As an inanimate virus, herpes simplex virus type 1 (HSV-1) necessarily encodes all of its functions in its DNA. Isolation of pure viral DNA allows multiple downstream applications, including the creation of recombinant HSV strains, cloning of selected regions, and sequencing of viral DNA. The term nucleocapsid refers to the combination of the viral genome with the enclosing capsid; these viral genomes are necessarily linear and have been packaged for egress, even if they are not yet released from the cell. In contrast, viral DNA that is not associated with capsids may include episomal or concatenated forms and may have modifications such as histones that are added within cells. During this protocol, the viral capsid protects the HSV genome from reagents that strip away and destroy most cellular contaminants. This procedure describes the isolation of viral nucleocapsids and their subsequent dissolution to purify clean, linear HSV DNA.

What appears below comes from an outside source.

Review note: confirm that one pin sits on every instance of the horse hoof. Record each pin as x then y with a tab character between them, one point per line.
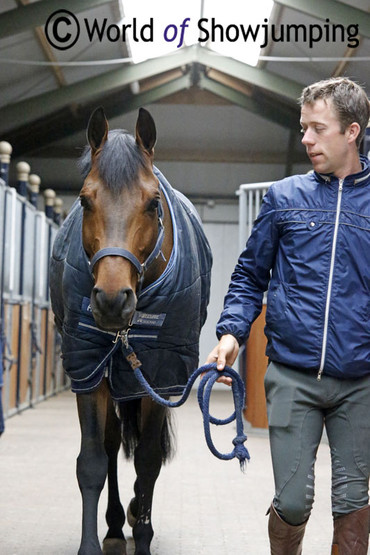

作为一种无生命的病毒,单纯疱疹病毒1型(HSV-1)必然在其DNA中编码所有功能。分离纯病毒DNA可实现多种下游应用,包括构建重组HSV毒株、克隆选定区域以及对病毒DNA进行测序。核衣壳一词指的是病毒基因组与包围它的衣壳的组合;这些病毒基因组必然是线性的,并且即使尚未从细胞中释放出来,也已被包装好以便排出。相比之下,未与衣壳结合的病毒DNA可能包括游离形式或串联形式,并且可能有诸如在细胞内添加的组蛋白等修饰。在本实验方案中,病毒衣壳可保护HSV基因组免受去除和破坏大多数细胞污染物的试剂的影响。本方法描述了病毒核衣壳的分离及其随后的溶解,以纯化纯净的线性HSV DNA。